We present two new TS corpora on the document level, DEplain-APA and DEplain-WEB, containing parallel documents in standard German and plain German.
For each document-level dataset, we provide two different formats:
- plain text: plain documents per line without sentence split, and
- sentence split: documents per line with sentence split, each sentence is separated by "|||"

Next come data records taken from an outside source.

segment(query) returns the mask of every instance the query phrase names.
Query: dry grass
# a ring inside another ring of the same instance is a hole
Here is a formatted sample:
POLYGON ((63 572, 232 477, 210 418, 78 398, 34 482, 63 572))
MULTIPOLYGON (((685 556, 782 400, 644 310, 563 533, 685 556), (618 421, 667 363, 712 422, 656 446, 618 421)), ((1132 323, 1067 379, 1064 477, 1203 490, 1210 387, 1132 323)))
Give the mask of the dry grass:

Corpus Name Doc. | License | # Doc. Pairs (train/dev/test) | # Original Sents | # Simple Sents. | |
---|---|---|---|---|---|
1 | DEplain-APA-doc | upon request | 483 (387/48/48) | 25,607 | 26,471 |
2 | DEplain-web-doc-manual-open | open | 147 (-/-/147) | 6,138 | 6,402 |
3 | DEplain-web-doc-auto-open | open | 249 (199/50/-) | 7,087 | 7,760 |
4 | DEplain-web-doc-auto-closed | closed | 360 (288/72/-) | 12,847 | 18,068 |
In total | mixed | 1,239 (874/170/195) | 51,681 | 58,701 |
The DEplain-web corpus is available in the current repository. Furthermore, the dataset is also available on Huggingface: https://huggingface.co/datasets/DEplain/DEplain-web-doc.
- DEplain-APA: The dataset is provided for research purposes only. Please request access using the following form: https://zenodo.org/record/7674560
- DEplain-web: The corpus includes the following licenses: CC-BY-SA-3, CC-BY-4, and CC-BY-NC-ND-4. The corpus also include a "save_use_share" license, for these documents the data provider permitted us to share the data for research purposes.